Hakimi de nouveau taulier du PSG face à Séville

"Je suis content pour lui, parce que c’est un jour important dans sa vie, lâchait Zinedine Zidane, le 1er octobre 2017, après la première apparition d’Achraf Hakimi, 18 printemps à l’époque, avec le Real Madrid en Liga. Il a été spectaculaire : il montait, descendait, attaquait, défendait, le tout en restant simple et sérieux." Cinq ans plus tard, le Maroco-Espagnol fait toujours tout ça. Et en mieux. Semblant presque doté du don d’ubiquité, il donne l’impression d’évoluer à trois postes dans son couloir droit : défenseur, milieu et ailier.  Sa prestation face au FC Séville en est une nouvelle démonstration. A tel point qu’Omar Da Fonseca, au commentaire du match sur beIN SPORTS, le voit capable d’atteindre le niveau d’un des meilleurs joueurs de l’histoire à son poste.
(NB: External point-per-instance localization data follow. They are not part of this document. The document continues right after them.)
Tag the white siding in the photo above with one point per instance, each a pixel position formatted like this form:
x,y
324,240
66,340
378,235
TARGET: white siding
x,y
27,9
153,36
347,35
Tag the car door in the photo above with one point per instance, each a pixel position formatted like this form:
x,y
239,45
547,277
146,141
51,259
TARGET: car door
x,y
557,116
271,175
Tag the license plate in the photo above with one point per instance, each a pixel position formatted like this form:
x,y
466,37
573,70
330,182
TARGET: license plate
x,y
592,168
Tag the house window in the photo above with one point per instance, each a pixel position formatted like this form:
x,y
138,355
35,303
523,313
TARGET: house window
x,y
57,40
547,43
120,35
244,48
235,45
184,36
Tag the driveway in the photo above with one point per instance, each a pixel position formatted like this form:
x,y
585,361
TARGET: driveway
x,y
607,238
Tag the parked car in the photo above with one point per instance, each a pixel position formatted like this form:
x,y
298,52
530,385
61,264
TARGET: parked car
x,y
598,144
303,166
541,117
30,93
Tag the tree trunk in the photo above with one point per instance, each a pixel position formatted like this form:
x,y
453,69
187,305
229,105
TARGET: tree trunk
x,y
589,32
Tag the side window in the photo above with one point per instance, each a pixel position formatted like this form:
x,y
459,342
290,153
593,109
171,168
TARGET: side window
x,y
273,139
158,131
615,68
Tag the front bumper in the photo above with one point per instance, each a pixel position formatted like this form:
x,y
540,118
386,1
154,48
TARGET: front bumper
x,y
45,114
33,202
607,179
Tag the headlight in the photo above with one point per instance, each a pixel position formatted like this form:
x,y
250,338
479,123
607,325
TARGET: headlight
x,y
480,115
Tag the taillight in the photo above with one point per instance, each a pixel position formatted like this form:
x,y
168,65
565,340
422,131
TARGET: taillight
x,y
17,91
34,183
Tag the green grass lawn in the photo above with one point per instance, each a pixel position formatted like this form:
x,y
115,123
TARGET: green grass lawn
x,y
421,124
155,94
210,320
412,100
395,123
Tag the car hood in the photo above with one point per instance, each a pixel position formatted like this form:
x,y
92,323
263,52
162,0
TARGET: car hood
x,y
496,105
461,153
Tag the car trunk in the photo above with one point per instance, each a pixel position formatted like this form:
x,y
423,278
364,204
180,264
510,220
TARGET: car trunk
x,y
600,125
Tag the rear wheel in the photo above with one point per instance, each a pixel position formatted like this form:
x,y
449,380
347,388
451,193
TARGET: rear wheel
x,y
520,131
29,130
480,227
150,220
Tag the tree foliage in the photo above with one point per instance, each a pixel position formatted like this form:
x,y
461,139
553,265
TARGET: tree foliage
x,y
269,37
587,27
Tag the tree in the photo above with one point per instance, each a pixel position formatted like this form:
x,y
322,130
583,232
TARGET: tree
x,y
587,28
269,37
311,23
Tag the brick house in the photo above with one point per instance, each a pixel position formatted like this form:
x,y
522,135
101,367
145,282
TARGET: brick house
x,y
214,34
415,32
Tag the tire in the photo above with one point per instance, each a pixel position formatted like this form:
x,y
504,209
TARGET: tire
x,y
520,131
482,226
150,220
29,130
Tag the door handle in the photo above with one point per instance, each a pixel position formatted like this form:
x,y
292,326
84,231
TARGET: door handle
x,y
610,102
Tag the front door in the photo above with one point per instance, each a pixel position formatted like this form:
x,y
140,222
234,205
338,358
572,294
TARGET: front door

"Il peut être le nouveau Cafu"

"Il peut être le nouveau Cafu (142 sélections avec le Brésil, double champion du monde)", s’est enthousiasmé le Franco-Argentin au cours de la rencontre. Certes, il ne s’agissait que d’un match amical. Mais, malgré une préparation tronquée par un isolement forcé suite à un test positif à la COVID-19, Hakimi s’est affirmé comme l’un - si ce n’est le - des hommes forts parisiens lors des dernières joutes amicales. Déjà très en vue face au Mans, puis Orléans dix jours plus tard après son retour de coronavirus, l’ancien Interiste a confirmé sa bonne adaptation à son nouveau club ce mardi soir. Bien que latéral, il a été le principal animateur offensif du Paris-Saint-Germain pendant les 35 premières minutes, avant d’être un peu plus calme pour terminer la première mi-temps.

Omniprésent, il s’est retrouvé face au gardien adverse aux 13e et 14e minutes. A chaque fois sur des services de Draxler. Seuls hics : un contrôle un tantinet trop long l’a empêché de bien pouvoir ajuster sa première tentative stoppée par Bono ; et  sur la seconde sa frappe, trop croisée, a filé en dehors du cadre. En deuxième période, il a repris sur le même rythme. Donnant le la sur son côté, il a glissé un ballon bien senti à Arnaud Kalimuendo en guise de pénultième passe sur l’égalisation des siens signée Mauro Icardi(48e), alors que les Sévillans menaient depuis un penalty de Rakitić, à la 40e minute. Bémol de sa soirée, il a été en partie fautif sur le deuxième but andalou.

 

 


 

 

La rigueur défensive comme interrogation


A la 62e, un poil moins en jambes dix minutes en amont de son remplacement, il a été un peu trop tranquillement effacé par un crochet extérieur droit d’Ocampos, passeur décisif pour Óscar Rodríguez. De quoi pouvoir s’interroger sur sa rigueur défensive dans les duels au sein d’une défense à quatre. Alors qu’il a évolué en tant que piston pour accompagner les défenses à trois centraux de Dortmund - 2018-2020 - et de l’Inter - 2020-2021 - il a paru avoir encore besoin de quelques réglages afin d’être totalement rodé au système parisien. Si, en Italie, certains experts ont loué ses talents en le décrivant toutefois comme un joueur qui ne serait jamais “un vrai défenseur”, Hakimi a progressé dans ce domaine sous la houlette de l’exigeant Antonio Conte l’an passé. 

"Oui, j’ai plus de liberté pour avancer dans un 3-5-2 ou un 3-4-3, mais j’ai grandi au Real Madrid (son club formateur) avec une défense à quatre, a-t-il rappelé pour le quotidien italien La Repubblica en avril. Conte, par son idée du football, met l’accent sur la tactique et la défense. Il a fait de moi un joueur plus complet." Acteur majeur de la préparation du PSG conclue par le nul arraché en fin de partie face au FC Séville grâce à un Kenny Nagera profitant des errements de l’arrière-garde, Achraf Hakimi devrait être titulaire lors du Trophée des champions dimanche. Face à Lille, il jouerait alors son premier match officiel sous ses nouvelles couleurs. S'il ne sera pas sur le banc pour assister aux courses incessantes de l'international marocain, "Zizou", depuis son canapé, suivra peut-être les progrès de son ancien joueur, qui semble prêt à évoluer dans un fauteuil sur le côté droit parisien.